Segundo o diretor do grupo, a extensa documentação de crimes, por médicos, pela mídia e organizações de direitos humanos ao longo de quase dois anos de conflito, significa que o governo israelense não pode alegar que não compreendeu o impacto de suas ações. “Houve momentos e oportunidades suficientes para Israel interromper esse ataque sistemático e gradual”, disse Shalev.
A incitação ao genocídio tem sido registrada desde o início da guerra. É uma das duas questões sobre as quais o juiz israelense responsável pelo caso ao qual o Brasil aderiu na Corte Internacional de Justiça ordenou medidas de emergência para a proteção dos palestinos contra o “risco plausível de genocídio”. O parecer final, porém, pode ainda demorar anos.
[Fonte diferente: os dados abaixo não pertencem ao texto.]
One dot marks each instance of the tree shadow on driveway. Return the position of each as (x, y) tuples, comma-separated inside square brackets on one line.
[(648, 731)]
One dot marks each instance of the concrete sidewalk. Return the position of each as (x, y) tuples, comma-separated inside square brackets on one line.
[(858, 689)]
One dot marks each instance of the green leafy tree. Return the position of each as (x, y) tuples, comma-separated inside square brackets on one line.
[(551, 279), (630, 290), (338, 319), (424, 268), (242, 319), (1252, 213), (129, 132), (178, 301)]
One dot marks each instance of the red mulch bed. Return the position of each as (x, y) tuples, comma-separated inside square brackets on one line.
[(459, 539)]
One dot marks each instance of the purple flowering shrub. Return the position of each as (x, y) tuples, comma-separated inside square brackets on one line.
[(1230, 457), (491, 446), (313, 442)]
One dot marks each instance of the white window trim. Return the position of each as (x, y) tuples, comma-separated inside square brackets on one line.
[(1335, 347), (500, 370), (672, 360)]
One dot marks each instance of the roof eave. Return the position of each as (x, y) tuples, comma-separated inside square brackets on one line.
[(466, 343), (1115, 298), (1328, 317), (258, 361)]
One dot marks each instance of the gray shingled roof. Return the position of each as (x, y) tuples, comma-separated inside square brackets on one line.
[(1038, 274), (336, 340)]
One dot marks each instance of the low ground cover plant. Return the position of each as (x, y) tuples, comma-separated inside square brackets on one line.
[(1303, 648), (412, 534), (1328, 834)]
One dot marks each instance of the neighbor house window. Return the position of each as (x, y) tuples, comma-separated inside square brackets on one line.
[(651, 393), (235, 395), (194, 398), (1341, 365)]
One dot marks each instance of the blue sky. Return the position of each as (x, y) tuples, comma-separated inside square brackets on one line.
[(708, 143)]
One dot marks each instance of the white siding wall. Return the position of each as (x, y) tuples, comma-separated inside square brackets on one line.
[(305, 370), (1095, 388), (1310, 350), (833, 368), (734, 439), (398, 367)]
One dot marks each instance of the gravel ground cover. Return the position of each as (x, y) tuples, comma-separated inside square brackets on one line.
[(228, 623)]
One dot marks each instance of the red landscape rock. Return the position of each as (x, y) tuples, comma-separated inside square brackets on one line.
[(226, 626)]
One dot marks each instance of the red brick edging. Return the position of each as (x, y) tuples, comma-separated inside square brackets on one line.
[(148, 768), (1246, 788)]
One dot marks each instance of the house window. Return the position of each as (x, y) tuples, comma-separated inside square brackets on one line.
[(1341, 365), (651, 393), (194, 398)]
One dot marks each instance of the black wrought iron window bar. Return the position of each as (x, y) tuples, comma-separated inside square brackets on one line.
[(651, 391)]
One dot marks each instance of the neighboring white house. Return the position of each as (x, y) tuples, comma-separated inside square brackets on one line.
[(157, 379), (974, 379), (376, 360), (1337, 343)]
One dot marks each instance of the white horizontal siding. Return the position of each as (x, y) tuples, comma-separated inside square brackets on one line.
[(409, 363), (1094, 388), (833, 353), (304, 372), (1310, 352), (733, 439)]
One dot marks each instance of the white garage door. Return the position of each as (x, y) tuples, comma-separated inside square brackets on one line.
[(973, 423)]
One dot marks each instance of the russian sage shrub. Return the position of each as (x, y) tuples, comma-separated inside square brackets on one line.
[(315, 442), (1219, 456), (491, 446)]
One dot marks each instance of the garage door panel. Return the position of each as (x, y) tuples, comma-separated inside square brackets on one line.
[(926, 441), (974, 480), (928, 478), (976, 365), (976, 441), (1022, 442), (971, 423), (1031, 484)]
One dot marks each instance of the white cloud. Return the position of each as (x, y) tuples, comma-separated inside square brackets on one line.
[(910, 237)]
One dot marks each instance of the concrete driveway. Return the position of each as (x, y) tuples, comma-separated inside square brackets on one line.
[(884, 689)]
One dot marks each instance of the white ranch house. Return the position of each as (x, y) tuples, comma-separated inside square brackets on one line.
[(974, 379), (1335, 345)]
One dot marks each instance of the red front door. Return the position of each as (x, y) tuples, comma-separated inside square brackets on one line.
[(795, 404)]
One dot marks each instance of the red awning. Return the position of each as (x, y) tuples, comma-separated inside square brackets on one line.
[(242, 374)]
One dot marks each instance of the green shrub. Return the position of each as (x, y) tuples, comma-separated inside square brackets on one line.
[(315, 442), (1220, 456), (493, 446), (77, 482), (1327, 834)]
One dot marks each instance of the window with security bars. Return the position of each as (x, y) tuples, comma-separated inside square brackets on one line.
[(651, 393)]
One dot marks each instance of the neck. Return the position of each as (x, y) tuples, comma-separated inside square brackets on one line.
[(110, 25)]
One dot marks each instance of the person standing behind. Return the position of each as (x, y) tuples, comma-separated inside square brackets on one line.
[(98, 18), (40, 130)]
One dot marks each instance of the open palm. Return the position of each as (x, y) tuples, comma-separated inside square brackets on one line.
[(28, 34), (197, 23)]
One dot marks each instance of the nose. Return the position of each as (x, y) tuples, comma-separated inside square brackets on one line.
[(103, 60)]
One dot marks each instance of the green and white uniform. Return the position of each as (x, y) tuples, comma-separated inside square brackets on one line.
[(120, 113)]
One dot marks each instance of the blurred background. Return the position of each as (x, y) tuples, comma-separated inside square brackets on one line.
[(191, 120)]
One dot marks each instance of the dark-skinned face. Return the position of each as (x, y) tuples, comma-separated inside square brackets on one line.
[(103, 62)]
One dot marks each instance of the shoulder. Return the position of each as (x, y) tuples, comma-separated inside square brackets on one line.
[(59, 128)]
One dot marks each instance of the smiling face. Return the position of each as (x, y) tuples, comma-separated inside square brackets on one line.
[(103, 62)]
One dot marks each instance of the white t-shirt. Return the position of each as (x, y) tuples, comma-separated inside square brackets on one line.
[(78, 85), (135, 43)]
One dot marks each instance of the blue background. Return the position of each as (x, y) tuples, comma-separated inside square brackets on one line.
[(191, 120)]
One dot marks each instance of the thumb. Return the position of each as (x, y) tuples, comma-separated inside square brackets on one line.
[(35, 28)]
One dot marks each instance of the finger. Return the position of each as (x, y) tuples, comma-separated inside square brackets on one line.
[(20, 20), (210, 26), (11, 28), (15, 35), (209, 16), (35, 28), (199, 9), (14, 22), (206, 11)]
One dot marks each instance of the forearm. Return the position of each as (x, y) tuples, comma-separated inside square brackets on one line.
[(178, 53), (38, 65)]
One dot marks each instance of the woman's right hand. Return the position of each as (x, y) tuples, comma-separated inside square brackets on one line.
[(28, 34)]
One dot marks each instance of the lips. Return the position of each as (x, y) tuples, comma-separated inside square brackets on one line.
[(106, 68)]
“(Líderes israelenses) falaram sobre animais humanos (em referência aos palestinos). Eles falaram sobre o fato de não haver civis em Gaza ou de haver uma nação inteira responsável pelo 7 de outubro”, afirmou Novak, da B’Tselem. “Se a liderança de Israel, a liderança do Exército e a liderança política sabem das consequências dessa política e insistem nela, fica claro que ela é intencional.”
O número de mortos em Gaza devido à guerra se aproxima de 60 mil, ou mais de 2,5% da população pré-guerra. Estima-se que quase a totalidade dos palestinos tenha sido deslocada durante o conflito. Segundo a ONU, cerca de 80% dos habitantes do enclave vive hoje sob ordens de evacuação ou em zonas militarizadas por Israel, o que significa que cerca de 2 milhões de pessoas estão espremidas em apenas um quinto do território – isso numa região que já é uma das mais densamente povoadas no mundo.